CERF crashed, or a device misbehaves. Here is what makes a report worth filing.

Reproduce it with the logs on

CERF's log is nearly empty by default. A report built on a quiet log usually cannot be acted on at all - the interesting lines were never written.

So the first step is to find a reproducible state: the shortest sequence of steps that brings the fault back. Then run it again with every log channel enabled:

  • In the launcher, tick Enable all log channels before launching, or
  • run cerf.exe --device=... --log=ALL directly.

Reproduce the fault, and keep the files.

Collect the files

Both sit next to cerf.exe:

File What it is
cerf.log The run log. With all channels on, this is the useful one.
cerf.crash.log Written only on a crash: what every thread was doing at the moment it died.

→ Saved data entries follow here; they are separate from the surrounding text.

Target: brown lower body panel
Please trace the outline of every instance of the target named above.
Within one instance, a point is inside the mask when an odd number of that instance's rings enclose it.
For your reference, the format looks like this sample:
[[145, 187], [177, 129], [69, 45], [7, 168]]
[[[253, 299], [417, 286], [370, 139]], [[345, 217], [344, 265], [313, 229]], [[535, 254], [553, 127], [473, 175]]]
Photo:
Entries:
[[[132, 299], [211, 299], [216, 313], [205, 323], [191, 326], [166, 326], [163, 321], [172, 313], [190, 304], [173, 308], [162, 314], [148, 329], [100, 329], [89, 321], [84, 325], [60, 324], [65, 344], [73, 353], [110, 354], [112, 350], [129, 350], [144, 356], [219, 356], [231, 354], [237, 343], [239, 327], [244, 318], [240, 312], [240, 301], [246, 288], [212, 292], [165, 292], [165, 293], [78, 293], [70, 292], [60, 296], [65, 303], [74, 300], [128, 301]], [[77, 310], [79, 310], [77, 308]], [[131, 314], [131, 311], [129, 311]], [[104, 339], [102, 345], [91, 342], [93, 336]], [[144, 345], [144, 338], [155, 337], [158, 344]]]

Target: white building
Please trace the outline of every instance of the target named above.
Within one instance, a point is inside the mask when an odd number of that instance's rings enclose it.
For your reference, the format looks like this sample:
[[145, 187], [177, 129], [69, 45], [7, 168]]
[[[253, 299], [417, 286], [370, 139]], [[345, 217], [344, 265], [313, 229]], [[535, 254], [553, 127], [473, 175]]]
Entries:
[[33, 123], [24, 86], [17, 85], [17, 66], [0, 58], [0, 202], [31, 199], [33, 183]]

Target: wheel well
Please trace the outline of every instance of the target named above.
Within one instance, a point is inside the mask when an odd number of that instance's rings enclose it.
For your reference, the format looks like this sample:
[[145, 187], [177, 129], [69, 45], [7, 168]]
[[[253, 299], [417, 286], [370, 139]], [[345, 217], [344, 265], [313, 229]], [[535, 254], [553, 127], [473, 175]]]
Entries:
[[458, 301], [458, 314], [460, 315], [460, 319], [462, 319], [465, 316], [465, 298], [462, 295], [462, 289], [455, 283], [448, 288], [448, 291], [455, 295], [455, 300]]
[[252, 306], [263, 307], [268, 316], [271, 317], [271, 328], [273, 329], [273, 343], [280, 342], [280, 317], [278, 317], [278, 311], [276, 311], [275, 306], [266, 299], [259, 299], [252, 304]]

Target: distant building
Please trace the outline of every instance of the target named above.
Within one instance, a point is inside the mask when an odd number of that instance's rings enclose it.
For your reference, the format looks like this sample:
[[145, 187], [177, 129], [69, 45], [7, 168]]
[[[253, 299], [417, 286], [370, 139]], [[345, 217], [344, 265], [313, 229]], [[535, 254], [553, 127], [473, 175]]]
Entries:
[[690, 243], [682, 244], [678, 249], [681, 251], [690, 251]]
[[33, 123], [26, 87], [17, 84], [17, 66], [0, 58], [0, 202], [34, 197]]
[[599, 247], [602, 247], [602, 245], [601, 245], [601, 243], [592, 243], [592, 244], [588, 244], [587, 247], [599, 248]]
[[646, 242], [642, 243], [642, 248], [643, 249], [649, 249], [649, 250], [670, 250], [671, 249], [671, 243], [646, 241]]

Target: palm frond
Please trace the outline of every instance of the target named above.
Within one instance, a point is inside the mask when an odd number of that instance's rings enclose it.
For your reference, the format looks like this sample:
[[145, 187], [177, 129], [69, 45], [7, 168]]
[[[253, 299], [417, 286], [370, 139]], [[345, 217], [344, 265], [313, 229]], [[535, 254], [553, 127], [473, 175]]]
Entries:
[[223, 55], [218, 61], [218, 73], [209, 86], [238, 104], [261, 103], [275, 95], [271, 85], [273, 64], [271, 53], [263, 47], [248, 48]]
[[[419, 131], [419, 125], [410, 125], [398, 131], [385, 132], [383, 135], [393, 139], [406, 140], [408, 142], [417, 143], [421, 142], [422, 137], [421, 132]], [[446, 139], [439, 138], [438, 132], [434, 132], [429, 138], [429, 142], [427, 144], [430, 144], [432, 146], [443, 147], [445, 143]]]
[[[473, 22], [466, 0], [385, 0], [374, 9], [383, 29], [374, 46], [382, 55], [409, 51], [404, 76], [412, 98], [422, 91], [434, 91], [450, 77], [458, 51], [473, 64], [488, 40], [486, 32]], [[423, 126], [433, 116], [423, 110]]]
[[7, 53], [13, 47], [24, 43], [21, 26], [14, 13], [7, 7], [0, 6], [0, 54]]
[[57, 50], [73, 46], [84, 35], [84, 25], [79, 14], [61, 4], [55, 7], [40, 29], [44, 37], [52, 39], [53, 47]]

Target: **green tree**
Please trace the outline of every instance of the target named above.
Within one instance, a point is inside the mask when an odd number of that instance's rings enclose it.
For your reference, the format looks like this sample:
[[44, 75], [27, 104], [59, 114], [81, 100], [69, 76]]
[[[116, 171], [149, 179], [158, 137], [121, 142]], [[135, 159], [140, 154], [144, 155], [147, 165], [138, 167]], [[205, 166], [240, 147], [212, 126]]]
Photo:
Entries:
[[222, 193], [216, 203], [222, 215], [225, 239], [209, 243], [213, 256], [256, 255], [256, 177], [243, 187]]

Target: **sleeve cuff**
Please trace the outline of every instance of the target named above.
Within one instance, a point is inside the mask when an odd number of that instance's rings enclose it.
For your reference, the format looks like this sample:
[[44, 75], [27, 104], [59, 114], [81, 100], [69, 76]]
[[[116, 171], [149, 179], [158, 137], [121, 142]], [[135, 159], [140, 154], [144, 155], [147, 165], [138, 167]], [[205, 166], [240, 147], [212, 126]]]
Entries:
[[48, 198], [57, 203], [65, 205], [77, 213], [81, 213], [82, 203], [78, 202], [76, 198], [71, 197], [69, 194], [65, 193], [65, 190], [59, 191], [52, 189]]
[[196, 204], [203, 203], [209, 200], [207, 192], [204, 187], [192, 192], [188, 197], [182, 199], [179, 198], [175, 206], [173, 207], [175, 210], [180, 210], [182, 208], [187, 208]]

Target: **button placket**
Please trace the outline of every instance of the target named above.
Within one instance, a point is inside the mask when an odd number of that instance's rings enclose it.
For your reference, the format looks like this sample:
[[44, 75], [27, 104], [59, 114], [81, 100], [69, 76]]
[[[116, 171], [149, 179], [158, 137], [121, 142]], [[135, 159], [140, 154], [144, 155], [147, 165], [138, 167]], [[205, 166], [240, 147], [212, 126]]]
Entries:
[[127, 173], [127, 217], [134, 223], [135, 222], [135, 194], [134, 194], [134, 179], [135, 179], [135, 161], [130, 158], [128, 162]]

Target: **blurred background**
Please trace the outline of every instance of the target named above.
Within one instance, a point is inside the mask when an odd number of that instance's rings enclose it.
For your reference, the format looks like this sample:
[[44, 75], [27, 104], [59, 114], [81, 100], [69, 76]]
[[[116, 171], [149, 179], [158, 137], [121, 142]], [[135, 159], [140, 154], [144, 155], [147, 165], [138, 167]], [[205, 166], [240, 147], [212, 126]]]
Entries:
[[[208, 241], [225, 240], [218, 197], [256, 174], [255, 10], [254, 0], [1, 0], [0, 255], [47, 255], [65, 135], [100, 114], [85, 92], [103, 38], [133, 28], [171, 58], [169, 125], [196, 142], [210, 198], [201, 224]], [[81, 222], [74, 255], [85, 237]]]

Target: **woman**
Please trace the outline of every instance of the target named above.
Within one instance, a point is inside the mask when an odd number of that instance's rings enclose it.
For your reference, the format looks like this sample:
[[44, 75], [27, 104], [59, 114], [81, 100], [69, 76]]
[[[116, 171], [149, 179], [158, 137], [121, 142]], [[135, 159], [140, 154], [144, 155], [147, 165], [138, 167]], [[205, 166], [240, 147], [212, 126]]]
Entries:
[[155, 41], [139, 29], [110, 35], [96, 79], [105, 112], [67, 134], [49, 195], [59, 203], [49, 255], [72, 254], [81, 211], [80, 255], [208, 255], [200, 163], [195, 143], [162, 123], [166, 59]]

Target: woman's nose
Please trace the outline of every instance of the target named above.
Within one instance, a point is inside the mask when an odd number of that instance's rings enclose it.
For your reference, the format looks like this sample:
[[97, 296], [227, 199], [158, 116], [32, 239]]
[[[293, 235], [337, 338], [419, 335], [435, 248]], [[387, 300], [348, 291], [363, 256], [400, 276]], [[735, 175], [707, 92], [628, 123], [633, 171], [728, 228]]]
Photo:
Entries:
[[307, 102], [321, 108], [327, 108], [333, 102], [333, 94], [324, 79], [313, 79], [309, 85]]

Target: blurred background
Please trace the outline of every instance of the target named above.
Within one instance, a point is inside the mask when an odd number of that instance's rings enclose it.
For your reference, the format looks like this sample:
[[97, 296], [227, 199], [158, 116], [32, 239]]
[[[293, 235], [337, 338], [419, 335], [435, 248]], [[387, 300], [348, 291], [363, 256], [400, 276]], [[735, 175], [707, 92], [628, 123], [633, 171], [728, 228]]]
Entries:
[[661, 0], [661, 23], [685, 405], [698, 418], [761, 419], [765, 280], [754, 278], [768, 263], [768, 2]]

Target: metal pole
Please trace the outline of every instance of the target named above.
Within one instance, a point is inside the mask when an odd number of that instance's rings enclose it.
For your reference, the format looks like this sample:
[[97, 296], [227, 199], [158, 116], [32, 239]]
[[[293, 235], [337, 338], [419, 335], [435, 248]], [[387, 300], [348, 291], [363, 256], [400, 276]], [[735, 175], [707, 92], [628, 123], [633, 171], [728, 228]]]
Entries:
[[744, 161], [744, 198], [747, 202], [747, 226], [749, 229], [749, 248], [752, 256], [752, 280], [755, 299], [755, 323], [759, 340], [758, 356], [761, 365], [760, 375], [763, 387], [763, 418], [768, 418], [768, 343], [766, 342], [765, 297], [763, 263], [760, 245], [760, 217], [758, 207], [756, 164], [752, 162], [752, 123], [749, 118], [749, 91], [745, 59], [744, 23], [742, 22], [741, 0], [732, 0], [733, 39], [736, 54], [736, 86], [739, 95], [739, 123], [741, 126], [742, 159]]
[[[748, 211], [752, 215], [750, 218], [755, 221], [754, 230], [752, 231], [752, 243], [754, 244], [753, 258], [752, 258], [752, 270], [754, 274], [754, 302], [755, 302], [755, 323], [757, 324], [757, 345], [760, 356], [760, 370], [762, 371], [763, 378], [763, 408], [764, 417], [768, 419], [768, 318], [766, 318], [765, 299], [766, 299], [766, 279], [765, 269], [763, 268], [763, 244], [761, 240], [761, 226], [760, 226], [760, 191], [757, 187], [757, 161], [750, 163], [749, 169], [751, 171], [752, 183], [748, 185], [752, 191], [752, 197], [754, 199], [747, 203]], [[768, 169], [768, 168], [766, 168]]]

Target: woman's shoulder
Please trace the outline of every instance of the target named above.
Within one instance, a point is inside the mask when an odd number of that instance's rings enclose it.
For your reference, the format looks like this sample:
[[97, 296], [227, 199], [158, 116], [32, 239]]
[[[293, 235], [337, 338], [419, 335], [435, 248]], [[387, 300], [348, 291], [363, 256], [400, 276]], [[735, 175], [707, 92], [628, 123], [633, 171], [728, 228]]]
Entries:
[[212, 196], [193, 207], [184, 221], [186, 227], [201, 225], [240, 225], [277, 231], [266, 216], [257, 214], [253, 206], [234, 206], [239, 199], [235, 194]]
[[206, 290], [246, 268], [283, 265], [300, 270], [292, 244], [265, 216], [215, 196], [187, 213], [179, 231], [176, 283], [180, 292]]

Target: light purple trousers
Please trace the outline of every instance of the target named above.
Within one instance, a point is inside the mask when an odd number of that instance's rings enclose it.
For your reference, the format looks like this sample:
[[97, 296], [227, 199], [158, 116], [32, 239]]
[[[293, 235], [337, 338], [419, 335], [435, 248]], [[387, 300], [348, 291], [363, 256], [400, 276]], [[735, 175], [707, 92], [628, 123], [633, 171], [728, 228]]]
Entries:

Reproduce first, then report

A crash log from a run with no log channels enabled says that CERF died, not why. If the fault is reproducible, always send the second run's files.

File it

Open an issue on GitHub with:

  • The device - which board and which ROM, exactly as the launcher names it.
  • The steps - what you did, in order, from a cold boot.
  • What you expected, and what happened instead.
  • Both log files, from the run with all channels enabled.
  • Whether Guest Additions were on. If they were, say whether the fault survives with them off - that single fact narrows a bug down enormously.

What happens next

Honestly: probably nothing, for a while.

CERF is an unfunded project maintained by one person. A good report gets the bug known - it does not get it fixed on any schedule, and some bugs will never be fixed. Reports still matter: when a device is finally worked on, the reproducible ones are what get picked up first.